If anything they'll just drop the whole "party" colors and designation and just be a nominally democratic despotic bureaucracy, where basically the same people are in charge but just nominally represent different parties. That might take another two decades however.
I don't see the despotic bureaucracy changing much however because in practice this is how Chinese civilization has operated for two-thousand years or longer. Chinese civilization also has long standing resentment towards Tibetans, which means there's little political will to stop attempts at assimilating them. Liberal tolerance and multiculturalism are not appreciated in China. The PRC wants even their Han Chinese all speaking the same language (half of China doesn't actually speak standard Mandarin).
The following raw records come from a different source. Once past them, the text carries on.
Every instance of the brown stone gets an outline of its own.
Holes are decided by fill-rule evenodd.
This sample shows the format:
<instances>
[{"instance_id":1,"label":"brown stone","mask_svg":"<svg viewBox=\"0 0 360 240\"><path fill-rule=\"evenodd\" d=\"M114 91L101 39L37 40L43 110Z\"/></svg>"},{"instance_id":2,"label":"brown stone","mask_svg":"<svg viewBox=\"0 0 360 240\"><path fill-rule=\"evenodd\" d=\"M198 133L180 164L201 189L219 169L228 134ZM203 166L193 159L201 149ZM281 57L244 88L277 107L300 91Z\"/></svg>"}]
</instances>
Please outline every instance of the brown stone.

I firmly believe the oppressors of Tibet are the CPC and its cadres, not the Chinese people in general. Once the paradigm changes there is hope for Tibetans to salvage remnants of their culture, and there will be a huge opportunity for Tibetan Buddhism in the religious life of Han Chinese.
It really isn't so simple. The PRC opportunistically seized Tibet and consequently today the Chinese govern it and can't turn back the clock. There are a lot of Tibetans who would rather not have the Chinese ruling them, but giving up Tibet or even allowing autonomy and self-determination are politically unfeasible because of strategic concerns. China's control of Tibet gives them great military leverage against neighboring countries, in particular India. There is therefore zero political will to do anything other than ensure complete hegemony over Tibet and over the long-term assimilate Tibetans while settling many Han Chinese in Tibet.
The truth is even if the PRC apologized for what they did in Tibet (they won't), they can't realistically hand over autonomy to the Tibetans because they would still have a lot of understandable hurt feelings and quickly seek independence from China. This is not in the interests of China and could jeopardize their strategic interests and most importantly their power projection. If you're in charge of the welfare of over a billion people, the culture of a few million Tibetans might not seem so important.
There's actually a lot of logic behind the decisions undertaken by the PRC. It isn't necessarily moral by Buddhist standards, but they're not a bunch of psychotic monsters.
If Tibetans and their sympathizers looked at things a bit less emotionally they could possibly come to a negotiated middle way suitable to both sides, though ultimately China has the upper hand because they got the guns and money.